The average organizational cost of a data breach rose to $7.2 million in 2010, costing companies an average of $214 per compromised record, an increase of 5% over the 2009 study, according to the new report "The 2010 Annual Study: U.S. Cost of a Data Breach" (PDF). The study, in its fifth year, was underwritten by Symantec Corp.
The Ponemon study estimated the costs after analyzing the data breach experiences of 51 U.S. companies. Breaches in the study ranged from nearly 4,200 records to 105,000 records. The research firm said the findings can be applied to U.S. organizations that experience large data breaches between 1,000 and 100,000 compromised records.
The study marks the fifth year in a row that costs associated with a data breach have risen. The most expensive data breach included in the 2010 study cost a company $35.3 million to resolve, up $4.8 million (15%) from last year.

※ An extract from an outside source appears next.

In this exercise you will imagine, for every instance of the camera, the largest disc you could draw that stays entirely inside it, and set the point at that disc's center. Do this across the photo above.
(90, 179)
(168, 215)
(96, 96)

Organizations that rush to notify victims end up paying more in costs, according to the report. Forty-three percent of companies notified victims within one month of discovering the data breach. In 2010, quick responders had a per-record cost of $268, up $49 (22%) from $219 the year before. Companies that took longer paid $174 per record, down $22 (11%) from 2009.
"The notable increase in companies responding quickly to breaches, despite the additional cost, may reflect pressure companies feel to comply with commercial regulations and state and federal data protection laws. We will closely watch this issue in future reports," according to the report.
The report also found malicious attacks causing the most costly data breaches, mirroring a trend noted in the 2010 Verizon data breach report which showed cases of malicious insiders on the rise. Nearly a third (31%) of all cases studied by Ponemon involved a malicious or criminal attack, an increase of 7 points from 2009 after having doubled the year before. Ponemon said it marks the first time malicious attacks were not the least common cause for breaches. The 2010 cost per compromised record of a data breach involving a malicious or criminal act averaged $318, up $103 (48%) from 2009 and the highest of any data breach cause this year.
Ponemon said the most costly part of a data breach is customer turnover, a direct response to most breaches. In addition, companies often invest in training and awareness programs followed by encryption deployments.
Breaches by third-party outsourcers is declining, according to the study, but the cost of those breaches is increasing. The cost of such breaches rose significantly, up $85 (39%) to $302 per record. Ponemon said governmental and commercial regulations for data protection may play a role in driving up the cost of breaches involving outsourced data.
In addition, lost or stolen laptops or mobile devices remain a consistent and expensive threat. The cost is significant, Ponemon said, rising 15% to $258 per compromised record. Costs are typically associated with the difficulty of forensics and investigating lost or stolen devices.